During yesterday’s drive into Savannah from the airport I told a senior Los Angeles-based exhibition executive (i.e., a guy who doesn’t want to be quoted) about the over-cranked, super-bassy sound inside the TCL Chinese that made dialogue hard to understand at times during Thursday night’s Interstellar screening. He said he knows all about that. He said that union guys who were calibrating the sound at a West L.A. theatre plex constructed two or three years ago wanted to heighten the bassy “thromp” levels, and that he and his associates told them “nope, nope…no way.” He knows exactly what bass-thromp does to dialogue. And he made the right call. The plex in question delivers excellent sound. Hearing dialogue is never an issue when I see a film there.
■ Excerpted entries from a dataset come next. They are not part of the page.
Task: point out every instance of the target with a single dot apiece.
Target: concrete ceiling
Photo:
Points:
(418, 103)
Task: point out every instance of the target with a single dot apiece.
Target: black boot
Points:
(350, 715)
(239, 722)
I can always hear every last vowel and consonant.
Interior of refurbished TCL Chinese. The muddled, super-bassy, over-cranked sound delivery in this theatre has probably harmed…okay, influenced the critical opinion of Interstellar among L.A. journos who attended Thursday night’s screening. I have already pledged to see Chris Nolan’s film again in a theatre with better calibrated sound.
I’ve also heard from a journalist friend who saw Interstellar Wednesday night at the California Science Center IMAX theatre, and he says the sound there “was exquisite…you could hear absolutely everything perfectly.” He also dropped by Thursday night’s TCL Chinese showing, or actually “bits and pieces of the last 25 minutes of the film and the sound was way overpumped. In fact standing in the lobby we thought the theatre was going to collapse, and I heard complaints from a couple of SAG voters that they couldn’t understand the dialogue, which always used to be the case at the Chinese pre-IMAX.”
I’m waiting to speak soon to Chapin Cutler, the projection and sound guru from Boston Light & Sound who handles projection standards at the Telluride Film Festival, the TCM Classic Film Festival and is now preparing projection for the upcoming AFI Fest. I’m not going to assume anything but Cutler knows his realm cold, and I can guess what he’ll tell me about bass-thromp.